H.R. 1245 - To direct the Secretary of the Interior to reissue a final rule relating to removing the Greater Yellowstone Ecosystem population of grizzly bears: NPCA opposes this legislation, which removes Greater Yellowstone Ecosystem (GYE) grizzly bears, including the grizzlies of Yellowstone and Grand Teton National Parks, from protection under the ESA. Grizzly bears were driven to the brink of extinction by eradication programs in the mid-19th century. The GYE population had dropped to as few as 136 bears when the species was listed as threatened under the ESA in 1975. Thanks to the resources and protections of the ESA, the hard work of state, Tribal and federal scientists, and the willingness of communities to adopt policies and practices to live with bears on the landscape, the population is on its way toward recovery. The USFWS is currently actively evaluating whether the latest science and policy support removing federal protection for the GYE population through a year-long public status review. Congressionally delisting this species would undermine the decades of hard work and resources that have gone into getting grizzly restoration to this point and would circumvent the current review of whether this population warrants removal from the protection of the ESA.

The legislation would also circumvent the crucial role of the judicial system in the implementation of one of the nation’s bedrock conservation laws. In 2017, USFWS removed ESA protections from the GYE grizzly bear population. The United States District Court for the District of Montana found that the final rule lacked critical analysis and failed to address several threats to the population’s long-term survival. These findings were upheld by the United States Court of Appeals for the Ninth Circuit. The Courts outlined what USFWS must address before this population can be considered for removal from the endangered species list. None of those requirements are unsurmountable and USFWS should be given time to continue the process of addressing the Courts’ concerns. The goal of the ESA is to recover a species and ensure that once delisted that recovery can be maintained. This population of bears is on the path to recovery but removing federal protections without an adequate plan in place to ensure the long-term health of this population is short sighted and will prevent the recovery of this icon of the American West.

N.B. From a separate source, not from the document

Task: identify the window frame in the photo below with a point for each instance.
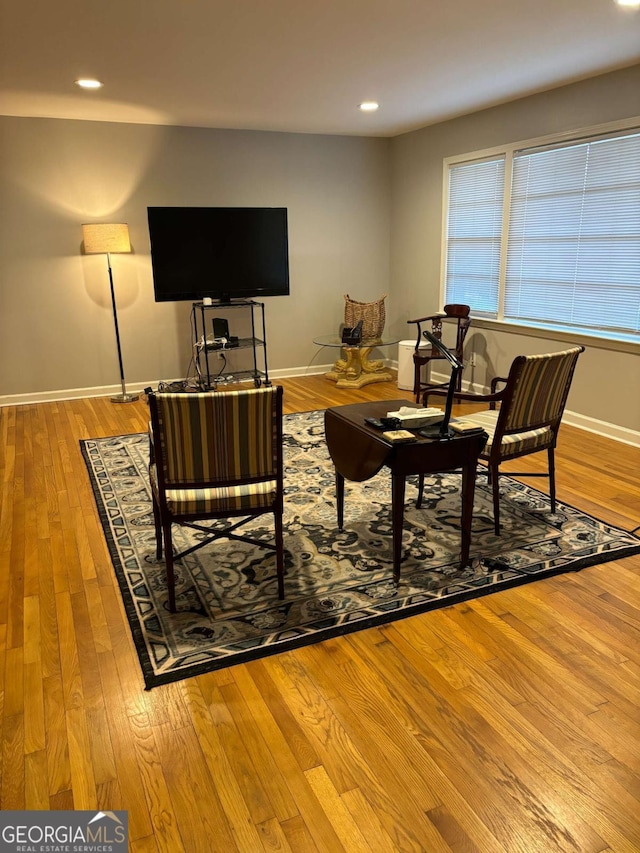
(499, 323)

H.R. 1419 - Comprehensive Grizzly Bear Management Act of 2023: NPCA opposes this legislation, which would remove ESA protection for the Northern Continental Divide Ecosystem (NCDE) population of grizzly bears, including bears of Glacier National Park. NCDE grizzlies were subject to the same eradication programs in the early 19th century as GYE grizzlies and were subject to an active hunting program into the 1990’s, even while listed. Through the dedication of local, state, tribal and federal governments, and partnerships with businesses and NGO’s, grizzlies in the NCDE have begun to recover. The NCDE population is also undergoing a year-long public status review, similar to the GYE population. This will allow USFWS to actively evaluate whether science and existing or in-process management policies support removing federal protection for the NCDE population.

H.R. 1419 would undercut and sidestep the rigorous review that a science and policy-based evaluation of listing status requires under current law. Normally, a delisting proposal would include a complete rulemaking process with agreements on post-delisting management between states, tribes and federal agencies, long-term monitoring, and robust public engagement. Congressionally delisting this species would undermine the decades of hard work and resources that have gone into getting grizzly restoration in the NCDE to this point and would circumvent the current review of whether this population warrants removal from the protection of the ESA.